Academic researchers from Cambridge University have proven that Facebook likes generate what they are calling an unconscious and immediate effect.
Participants in the study provided views on a fictitious brand based on variations of its Facebook page. Each was identical apart from the number of likes, which ranged 12 likes up to 9.2 million.
Higher likes led to higher positive endorsements on the test brand by consumers, according to the report released by global media and digital communications specialist, Aegis Media, and its brands, Equal, iProspect, Isobar and Vizeum. Purchasing consideration also increased in line with the number of likes.
The findings suggest Facebook fans do indeed add indirect value to a business in how they influence the intent of others to buy, discuss and recommend a brand. The same concept is known as ‘social proof’ in offline marketing circles.
Whilst Facebook Likes hold a great deal of influence on the low to medium level (0-2000 likes), there is a significant drop off between medium and high (10,0000+ likes). Anything above this failed to yield the same level of increased positive perception.

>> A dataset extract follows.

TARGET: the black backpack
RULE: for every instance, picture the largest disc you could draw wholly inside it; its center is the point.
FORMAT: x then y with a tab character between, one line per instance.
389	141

There were differences too between those that regularly used Facebook and those who did not. Frequent users stood a higher chance of being more positive overall. They were also more susceptible to a larger amount of likes than low users.
Brand popularity on Facebook can influence a whole number of factors apart from positivity, researchers said. Interest, trust, consideration, preference, advocacy and value are all swayed depending on the number of likes the brand boasts.
Influenced Only by Likes
Respondents knew nothing about the brand apart from a short description on the Facebook page, so there could be no other factors capable of swaying opinion apart from the number of likes present on the brand.
Aegis’ CEO, Rob Horler, revealed the agency’s intention to launch further studies in the future to confirm the exact thresholds for consumer herding effects and attempt to decipher what it means for brands.
“Social proof clearly has a role to play in changing perceptions, and our experiment is one first step in understanding this better,” Horler said.
“This was a pilot study; we’ll be looking to construct wider research in the near future to take a broader view of social media use and other factors that affect unconscious behaviour.”